Still, with just five missiles, the Super Étendards had sunk two ships. The experience led other navies to hasten the deployment of Close-In Weapon Systems—autocannons which give ships a chance to shoot down incoming missiles at close range, even given little advance warning.

In case international alarm was insufficient, in 1983 Iraq leased five Super Étendards from France for use in the infamous Tanker War, in which Iran and Iraq did their best to sink each other’s petroleum transports.

The Iraqi Étendards attacked more than 34 tankers with Exocets, typically fired from maximum range without confirming the identities of their targets. Fortunately, the medium-sized missile lacked the punch to easily sink massive seagoing tankers. Iran claimed it shot down three of the maritime marauders, but in fact all but one of the Super Étendards were returned to France once Iraq acquired Mirage F.1 fighters that could launch Exocet missiles.

A French Super Étendard lands on the carrier ‘Charles de Gaulle’ in 2007. U.S. Navy photo

The Étendard in French Service

The Étendard also gave decades of reliable service in combat to the French Navy, with 16 each serving in the carrier air wings of the Foch and Clemenceau, and later the Charles de Gaulle.

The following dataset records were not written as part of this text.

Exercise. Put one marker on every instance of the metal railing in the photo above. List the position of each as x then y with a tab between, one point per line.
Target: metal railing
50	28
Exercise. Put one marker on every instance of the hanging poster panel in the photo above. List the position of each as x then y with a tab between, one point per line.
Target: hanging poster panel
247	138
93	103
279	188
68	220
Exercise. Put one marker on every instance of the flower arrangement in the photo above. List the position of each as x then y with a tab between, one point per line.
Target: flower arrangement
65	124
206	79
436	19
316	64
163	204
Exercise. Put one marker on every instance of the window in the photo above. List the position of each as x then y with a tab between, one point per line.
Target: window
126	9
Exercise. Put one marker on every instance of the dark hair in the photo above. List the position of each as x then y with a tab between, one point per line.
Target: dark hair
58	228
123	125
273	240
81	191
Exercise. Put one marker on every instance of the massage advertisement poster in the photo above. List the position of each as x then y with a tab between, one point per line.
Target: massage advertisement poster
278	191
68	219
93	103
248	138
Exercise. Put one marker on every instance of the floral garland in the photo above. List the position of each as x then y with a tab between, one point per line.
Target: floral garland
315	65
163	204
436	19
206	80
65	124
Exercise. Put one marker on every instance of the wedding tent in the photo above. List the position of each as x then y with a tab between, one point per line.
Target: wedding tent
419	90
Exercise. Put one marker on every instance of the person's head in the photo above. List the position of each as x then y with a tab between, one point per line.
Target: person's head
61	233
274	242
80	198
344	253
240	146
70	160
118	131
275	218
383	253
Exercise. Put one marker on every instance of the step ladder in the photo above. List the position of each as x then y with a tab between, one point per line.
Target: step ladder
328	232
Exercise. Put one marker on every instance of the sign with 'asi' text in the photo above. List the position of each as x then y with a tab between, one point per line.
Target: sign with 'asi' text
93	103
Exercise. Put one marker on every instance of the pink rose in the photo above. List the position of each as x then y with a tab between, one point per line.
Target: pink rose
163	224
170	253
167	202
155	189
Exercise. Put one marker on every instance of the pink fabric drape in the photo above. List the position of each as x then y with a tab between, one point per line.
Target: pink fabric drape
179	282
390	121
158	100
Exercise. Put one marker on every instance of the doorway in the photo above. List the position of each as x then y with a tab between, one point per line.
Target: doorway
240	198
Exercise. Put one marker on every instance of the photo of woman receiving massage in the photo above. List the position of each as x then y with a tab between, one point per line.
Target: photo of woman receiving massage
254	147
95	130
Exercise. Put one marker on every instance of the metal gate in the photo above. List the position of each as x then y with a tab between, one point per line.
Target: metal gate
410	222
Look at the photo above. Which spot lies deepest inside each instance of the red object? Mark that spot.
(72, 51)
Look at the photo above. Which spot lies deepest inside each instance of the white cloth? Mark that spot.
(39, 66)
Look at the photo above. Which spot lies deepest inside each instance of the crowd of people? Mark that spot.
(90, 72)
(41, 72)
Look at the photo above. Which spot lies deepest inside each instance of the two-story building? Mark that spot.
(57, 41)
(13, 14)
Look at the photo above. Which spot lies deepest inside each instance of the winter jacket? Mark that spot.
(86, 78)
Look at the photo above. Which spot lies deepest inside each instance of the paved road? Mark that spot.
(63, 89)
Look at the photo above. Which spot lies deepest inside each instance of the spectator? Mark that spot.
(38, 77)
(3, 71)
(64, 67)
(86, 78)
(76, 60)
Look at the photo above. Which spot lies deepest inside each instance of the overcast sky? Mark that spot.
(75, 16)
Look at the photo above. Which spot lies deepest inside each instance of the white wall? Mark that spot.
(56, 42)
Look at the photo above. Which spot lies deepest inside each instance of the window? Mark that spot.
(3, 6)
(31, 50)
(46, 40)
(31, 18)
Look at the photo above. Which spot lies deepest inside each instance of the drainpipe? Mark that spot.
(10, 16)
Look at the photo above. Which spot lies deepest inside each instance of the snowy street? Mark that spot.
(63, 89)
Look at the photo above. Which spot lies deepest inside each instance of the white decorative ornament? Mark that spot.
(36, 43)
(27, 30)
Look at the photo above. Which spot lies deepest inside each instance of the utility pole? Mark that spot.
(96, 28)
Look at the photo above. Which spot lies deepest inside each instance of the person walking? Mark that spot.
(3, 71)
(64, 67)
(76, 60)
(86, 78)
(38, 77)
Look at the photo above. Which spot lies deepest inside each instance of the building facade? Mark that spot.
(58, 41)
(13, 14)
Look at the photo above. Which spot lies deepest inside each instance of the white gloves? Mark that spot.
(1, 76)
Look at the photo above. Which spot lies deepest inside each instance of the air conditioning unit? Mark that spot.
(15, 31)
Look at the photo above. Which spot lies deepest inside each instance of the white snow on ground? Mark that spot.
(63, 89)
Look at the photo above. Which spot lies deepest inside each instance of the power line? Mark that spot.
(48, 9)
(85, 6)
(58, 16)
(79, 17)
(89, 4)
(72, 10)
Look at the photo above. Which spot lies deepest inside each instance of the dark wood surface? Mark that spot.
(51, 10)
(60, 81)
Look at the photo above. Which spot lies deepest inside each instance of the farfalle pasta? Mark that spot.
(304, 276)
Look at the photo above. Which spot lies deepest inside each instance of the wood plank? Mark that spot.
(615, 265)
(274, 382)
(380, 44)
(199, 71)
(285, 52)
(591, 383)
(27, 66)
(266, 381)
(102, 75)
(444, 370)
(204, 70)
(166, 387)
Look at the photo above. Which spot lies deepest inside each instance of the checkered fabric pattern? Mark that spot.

The attack planes were upgraded to carry AN-52 nuclear gravity bombs during the ’80s, as part of the French deterrence force, later upgraded to the supersonic ASMP missile, which has a range of 60 miles and can carry a 100-kiloton nuclear warhead.

Eight of the strike planes first saw action in French service in 1983, hitting Syrian artillery positions in Lebanon which had opened fire on French troops, followed by a second strike on an Islamic Amal terrorist training camp.

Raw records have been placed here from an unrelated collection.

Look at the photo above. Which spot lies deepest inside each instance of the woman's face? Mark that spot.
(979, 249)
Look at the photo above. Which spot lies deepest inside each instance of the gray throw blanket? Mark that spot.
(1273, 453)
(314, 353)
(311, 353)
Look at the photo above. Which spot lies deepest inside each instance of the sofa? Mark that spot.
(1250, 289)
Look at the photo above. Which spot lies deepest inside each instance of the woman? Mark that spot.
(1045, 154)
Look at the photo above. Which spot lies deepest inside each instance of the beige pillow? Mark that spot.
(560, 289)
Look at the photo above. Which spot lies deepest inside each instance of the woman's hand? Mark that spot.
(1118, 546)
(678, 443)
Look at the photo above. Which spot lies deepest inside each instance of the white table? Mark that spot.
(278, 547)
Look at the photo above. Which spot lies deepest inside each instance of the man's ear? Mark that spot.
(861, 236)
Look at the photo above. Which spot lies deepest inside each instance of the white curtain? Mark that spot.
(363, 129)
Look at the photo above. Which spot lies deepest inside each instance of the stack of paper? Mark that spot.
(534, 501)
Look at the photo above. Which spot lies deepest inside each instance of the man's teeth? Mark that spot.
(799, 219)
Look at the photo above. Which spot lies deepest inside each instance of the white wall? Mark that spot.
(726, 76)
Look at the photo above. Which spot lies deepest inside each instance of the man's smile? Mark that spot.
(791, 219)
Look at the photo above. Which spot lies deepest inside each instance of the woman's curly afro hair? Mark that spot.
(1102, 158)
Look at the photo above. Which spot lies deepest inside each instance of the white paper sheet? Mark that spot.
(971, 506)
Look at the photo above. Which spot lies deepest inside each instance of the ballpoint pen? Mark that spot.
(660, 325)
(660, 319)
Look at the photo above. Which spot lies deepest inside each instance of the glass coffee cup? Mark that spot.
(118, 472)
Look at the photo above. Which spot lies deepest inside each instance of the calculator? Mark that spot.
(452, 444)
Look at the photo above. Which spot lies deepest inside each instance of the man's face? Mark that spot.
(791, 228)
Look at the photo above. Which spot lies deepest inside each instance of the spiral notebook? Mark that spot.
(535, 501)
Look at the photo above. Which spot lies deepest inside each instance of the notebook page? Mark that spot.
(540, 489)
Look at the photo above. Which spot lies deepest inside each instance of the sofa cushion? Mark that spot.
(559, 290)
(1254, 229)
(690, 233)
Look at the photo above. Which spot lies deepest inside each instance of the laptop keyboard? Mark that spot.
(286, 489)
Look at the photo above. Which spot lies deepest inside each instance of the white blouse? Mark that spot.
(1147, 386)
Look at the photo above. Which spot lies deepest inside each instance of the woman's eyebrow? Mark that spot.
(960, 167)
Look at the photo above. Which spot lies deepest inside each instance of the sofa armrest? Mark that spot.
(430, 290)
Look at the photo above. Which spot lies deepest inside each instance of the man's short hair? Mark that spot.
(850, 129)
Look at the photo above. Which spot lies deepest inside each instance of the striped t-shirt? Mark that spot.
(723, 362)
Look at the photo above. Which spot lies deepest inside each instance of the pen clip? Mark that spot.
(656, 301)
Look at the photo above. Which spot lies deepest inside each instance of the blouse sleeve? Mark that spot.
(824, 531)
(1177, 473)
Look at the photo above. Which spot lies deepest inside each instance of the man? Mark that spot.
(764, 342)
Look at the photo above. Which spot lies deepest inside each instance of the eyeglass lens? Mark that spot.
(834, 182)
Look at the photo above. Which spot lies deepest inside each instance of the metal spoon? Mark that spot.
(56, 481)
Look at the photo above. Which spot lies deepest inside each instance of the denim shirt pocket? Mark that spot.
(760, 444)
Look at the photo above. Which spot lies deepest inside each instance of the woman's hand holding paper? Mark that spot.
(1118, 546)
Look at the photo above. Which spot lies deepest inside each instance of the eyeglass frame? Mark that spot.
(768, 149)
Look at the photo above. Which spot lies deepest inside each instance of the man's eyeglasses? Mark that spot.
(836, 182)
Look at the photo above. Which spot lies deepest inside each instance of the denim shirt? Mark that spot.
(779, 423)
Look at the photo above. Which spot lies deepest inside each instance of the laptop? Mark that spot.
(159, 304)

They went on to fly 415 combat missions over Bosnia and Serbia during the 1990s, making increasing use of laser-guided bombs. The type was commended for its high operational readiness and accurate delivery of precision-guided weapons in combat missions over Kosovo, where the Super Étendard scored its only aerial victory—an Mi-8 Hip transport helicopter shot down by cannon fire.

Following the 9/11 attacks, Super Étendard planes flew reconnaissance and close air support missions over Afghanistan for nearly a decade, even as they were gradually replaced by far more capable Rafale-M multirole fighters. The carrier-based aircraft needed to refuel four times in flight to accomplish the 3,000-mile round trips to the Afghan war zone.

The Étendard was also active in the French intervention against Qaddafi in 2011 and the war against Islamic State in Iraq in 2015. An Étendard catapulted from the flight deck of the Charles de Gaulle for the last time on March 16, 2016, before the plane was finally retired from French service.

An Argentine Super Étendard lands on the USS ‘Ronald Reagan’ in 2004. U.S. Navy photo

Upgraded Étendards for Argentina

France gradually began instituting a series of modernization measures for the Super Étendard known as SEM. These started with new Anemone radars boasting twice the range of the Agave system, and ATLIS and DAMOCLES laser-targeting pods.

By 2002, the SEM4 upgrade added an advanced automated countermeasure system including chaff dispensers, Barracuda jammers, ECM pods and an improved Radar Warning Receiver, as well as new panoramic lens reconnaissance pods. Finally, SEM5 brought in GPS navigation and a new PCN90 flight computer.

In 2009, France agreed to upgrade the Argentine’s Étendard fleet. Argentina still operates 10 or 11 Super Étendards—one of them is a museum—having received the rest of its initial order after the Falkland War. However, it no longer has a carrier from which to launch them. For a while, Argentine pilots still practiced carrier operations onboard the Brazilian carrier Sao Paolo—the former French carrier Clemenceau—but this has been decommissioned as of February 2017.

For years, the upgrade process languished, possibly due to British pressure. Though the days of the military junta are long gone, the Argentine government still maintains its right to the disputed islands.

However, press reports appear to signal that Argentina will accept a French offer of six upgraded Super Étendards retired from French service. The naval attack plane may have flown its last mission for France, but it looks set to serve many more years in the South American country where it made its reputation.